People are wise and intelligent. They don’t like being forced to do things through blatant advertorials. They like to learn about you. So, try to post relevant studies, consumer trends, and other human interest pieces that will entice your followers. That’s why you are allowed to insert a link in its status bar or “re-tweet” an interesting fact from the people you follow.
#2. Using Too Many Social Channels
With countless opportunities (Foursquare, Vine, Instagram, Facebook, Twitter, YouTube, and etc.) when reaching out to potential consumers, you might be wondering why we are labeling this practice as a pitfall to your success. The problem with this strategy is quite obvious: who’s going to manage all of these? It is impossible to achieve a superior presence for all of them.
Ideally, you should only concentrate on “finding three or four social media platforms where you can build the strongest presence that will be most beneficial for your business,” according to John Lee Dumas, founder of EntrepreneurOnFire, in an interview with Social Media Examiner.
#3. Worrying About Being Watched By Competitors
We came across a tweet from Wise about an eMarketer post that the majority of UK social users worry a lot about being watched through their social media accounts. Worrying about being watched, especially by competitors, should not overcome you when deploying your social media marketing campaigns.
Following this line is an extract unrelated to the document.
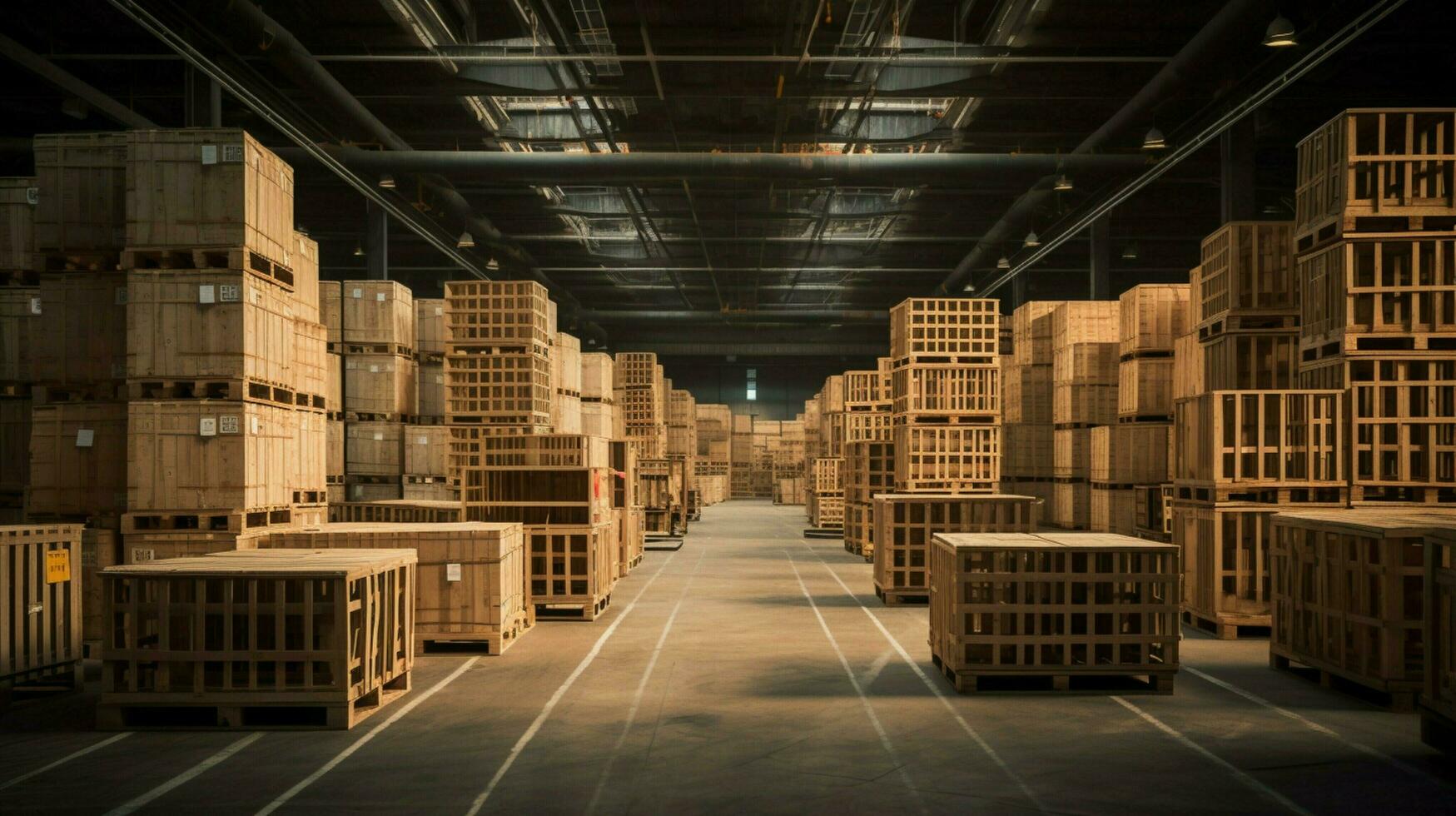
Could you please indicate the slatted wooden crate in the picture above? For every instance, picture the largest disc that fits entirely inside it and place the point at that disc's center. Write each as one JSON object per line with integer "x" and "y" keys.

It’s true that some people might spy on you through your social pages, but they only get to see what you share. Plus, your competitors will always watch you in several ways, not only through your Facebook and Google + accounts. We suggest that instead of resorting to this apprehension, take this chance to focus on filtering the content shared by your workforce and social media team.
#4. Thinking Social Media As A Quick-Fix To Your Problems
Sure, social media pages are an avenue for your business to address customer concerns and deploy a positive PR for your firm. If successfully done, it can positively impact your business.
But, it is important to instill the idea that these platforms are not created to serve a quick-fix for your problems. For instance, if there’s a complaint, you can immediately fire back your carefully-planned response. Think of it as a space to improve your customer service. Don’t be afraid to tell them honestly how you’ve made a mistake (if any) and show them how your business learned from it.
Always continue on producing fresh, highly relevant content, and consumer-centric posts. You’ll be surprised if over time, your followers and critical mass audiences will repost your content, and do the “damage control” for you.
#5. The One-Size-Fits-All Strategy
This is one of the mistakes common to the SMEs (Small and Medium Enterprises) and entrepreneurs. We understand that you may be lacking in manpower to create a unique content for all your social channels. However, you should understand that each site has different features and specifications. Put it this way, a Facebook post may not be applicable on YouTube or Foursquare. Forcing it may result in poor user experience or worse, no customer engagement. Make sure to review how each social media content works and create various content for each page.